No pedido de inclusão do ex-presidente na investigação, a Procuradoria-Geral da República aponta um vídeo postado por ele dois dias depois do acontecido, a 10 de janeiro, que dizia ter a vitória de Luiz Inácio Lula da Silva sido uma escolha do Supremo e do TSE (Tribunal Superior Eleitoral), e não da população. Em depoimento à Polícia Federal na quarta-feira (26), Bolsonaro alegou que fez a postagem, logo apagada de seu perfil, por engano e sob o efeito de remédios. O remédio seria uma dose mínima de morfina, incapaz de provocar delírios a ponto de perder o juízo. A publicação do vídeo está longe de ser a primeira atitude favorável ao golpismo por parte de Bolsonaro. Admirador confesso das políticas do ex-presidente Donald Trump nos Estados Unidos, onde lá os eleitores também invadiram o Congresso contra o resultado das urnas, em 6 de janeiro de 2021.

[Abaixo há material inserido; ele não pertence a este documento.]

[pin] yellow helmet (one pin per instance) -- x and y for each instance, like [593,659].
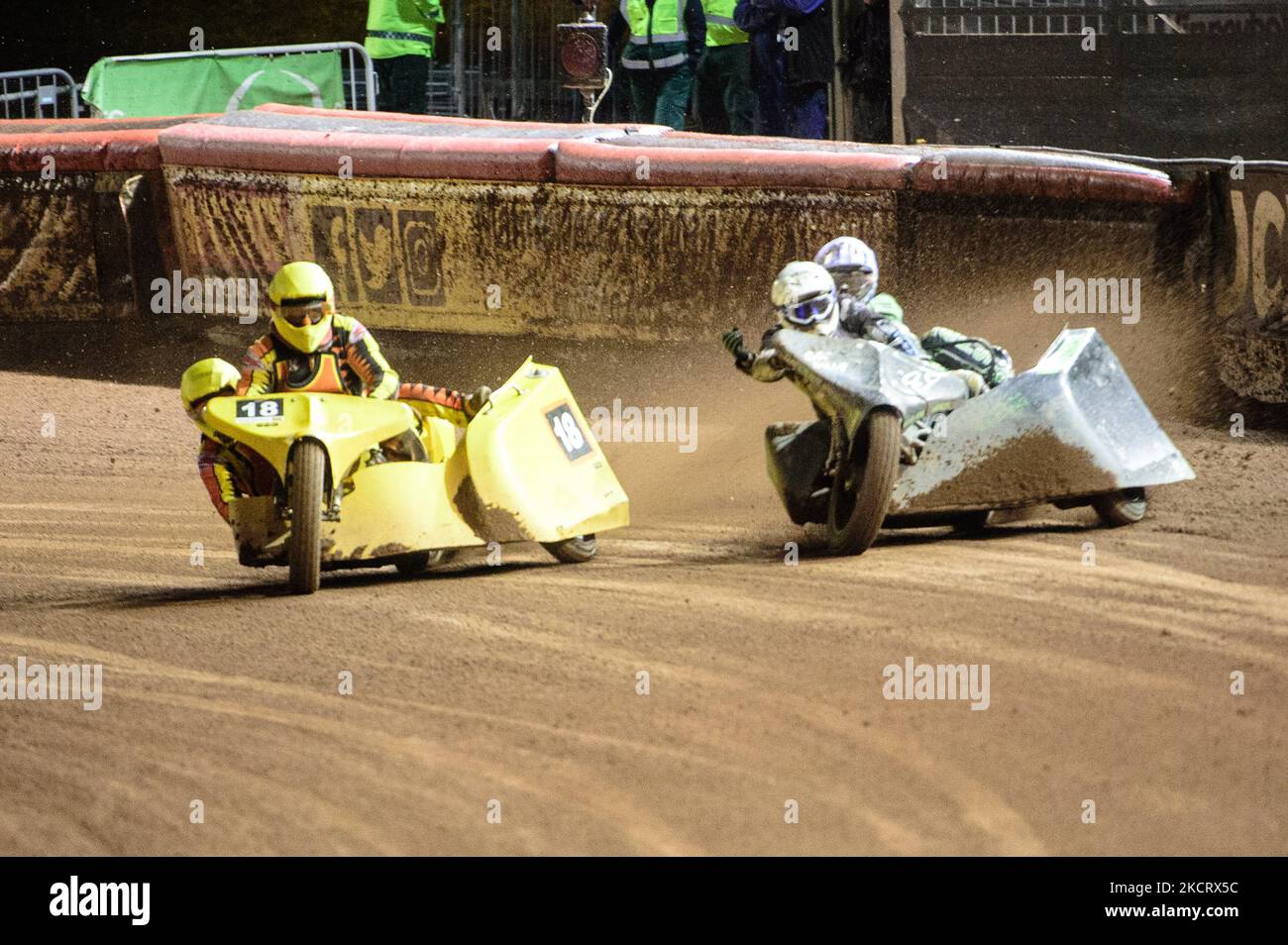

Em janeiro de 2021, um dia após a invasão do Congresso americano, Bolsonaro previu a seus apoiadores um “problema pior” no Brasil, caso o sistema eleitoral não fosse alterado. “Se nós não tivermos o voto impresso em 2022, uma maneira de auditar o voto, nós vamos ter problema pior que os Estados Unidos”, disse ele a apoiadores no Palácio do Alvorada. Naquele momento, Bolsonaro defendia que fosse implementado no país um sistema de impressão de comprovante do voto, proposta sem apoio nem no Congresso, nem do Supremo, inclusive por motivos de segurança do sigilo do voto.
O então presidente, portanto, condicionava a aceitação do resultado eleitoral a uma condição difícil de se realizar. Em agosto de 2021, a Câmara rejeitou a PEC do Voto Impresso, uma proposta de emenda constitucional que foi desaprovada por lideranças de partidos da esquerda à direita. Mais tarde, o próprio Bolsonaro disse que a transparência das eleições não dependia da impressão de comprovante. Ele continuou, porém, repetindo que só aceitaria o resultado eleitoral se as eleições fossem “limpas e transparentes”, sem especificar a que se referia.
Alvo de diferentes inquéritos no Supremo Tribunal Federal sob suspeitas de crimes relacionados a desinformação e atos antidemocráticos, Bolsonaro com frequência espalhou desconfianças infundadas sobre o sistema eleitoral sob a forma de meras dúvidas jogadas no ar, para uma audiência de centenas de milhares de pessoas.